The movie was released on 25 December 2015 amidst competition from several other big hits in the same year, but it stood as the front-runner due to positive reviews from critics and viewers. The movie remained the last hit movie of 2015 charts. The film was dubbed in Hindi as Kasam Uparwale Ki.

==Soundtrack==
The music was composed by Sunny M.R. and released by Aditya Music.

Track list
| No. | Title | Lyrics | Singer(s) | Length |
|---|---|---|---|---|
| 1. | "Bhale Manchi Roju" | Krishna Kanth | Sunny M.R. | 3:34 |
| 2. | "Ningi Needera" | Krishna Kanth | Arijit Singh | 4:27 |
| 3. | "Mila Mila" | Krishna Kanth | Shashwat Singh | 4:09 |
| 4. | "Chalthi Ka Naam Gaadi" | Krishna Chaitanya | Shashwat Singh | 3:52 |
| 5. | "Evari Roopo" | Krishna Kanth | Arijit Singh | 3:52 |
| 6. | "Vareva Ore Maccha" | Krishna Kanth | Amitabh Bhattacharya, Anthony Daasan, Shanthini Sathiyanathan | 3:49 |
| 7. | "Dol Dolre" | Dinesh Goud Kakkerla | Amit Trivedi | 3:30 |
| Total length: |  |  |  | 27:13 |

==Reception==

=== Critical reception ===
Haricharan of Bangalore Mirror gave the film 4/5 stars and wrote, "The film, which could be easily described as a crime comedy, offers more than just entertainment [...] Bhale Manchi Roju ends the year for Telugu cinema with a bang. It may have been last release of 2015 but this is, hands down, the best film of the year." Pranita Jonnalagedda of The Times of India gave it 3.5/5 stars and wrote, "Fresh yet intelligent, simple yet appealing, here’s a film which gives you what you are in search of – entertainment, and that too without trying too hard."

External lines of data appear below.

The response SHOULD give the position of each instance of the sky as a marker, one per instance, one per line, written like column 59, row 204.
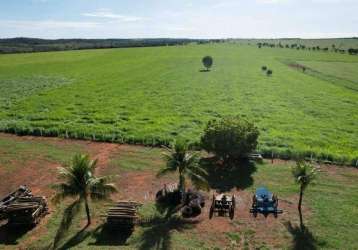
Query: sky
column 178, row 18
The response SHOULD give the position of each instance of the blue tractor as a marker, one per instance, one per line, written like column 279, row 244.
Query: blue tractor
column 264, row 202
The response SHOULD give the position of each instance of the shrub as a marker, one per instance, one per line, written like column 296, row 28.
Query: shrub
column 230, row 138
column 207, row 62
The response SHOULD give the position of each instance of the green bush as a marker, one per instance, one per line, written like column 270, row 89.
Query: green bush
column 207, row 62
column 230, row 138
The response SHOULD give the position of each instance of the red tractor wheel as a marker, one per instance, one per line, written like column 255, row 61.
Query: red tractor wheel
column 232, row 212
column 211, row 212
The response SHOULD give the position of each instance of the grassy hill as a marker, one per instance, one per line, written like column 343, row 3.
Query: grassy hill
column 154, row 95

Jeevi of Idlebrain.com rated the film 3/5 and wrote, "Plus points of the film are story, screenplay and technicians. On the flip side, the narrative style and orientation (dark narrative, over-indulgence in slow motion technique, overbearing background music etc) mars the experience." A critic from Sakshi gave the film a positive review, noting that the plus points of the film are the lead actors and the comedy, while the negative aspects are the slow narration and the songs.

=== Box office ===
Despite releasing alongside Soukhyam, Mama Manchu Alludu Kanchu and Jatha Kalise, Bhale Manchi Roju grossed over ₹12 crore in its opening weekend and minted a distributor's share of ₹7.50 crore, beating out its competition.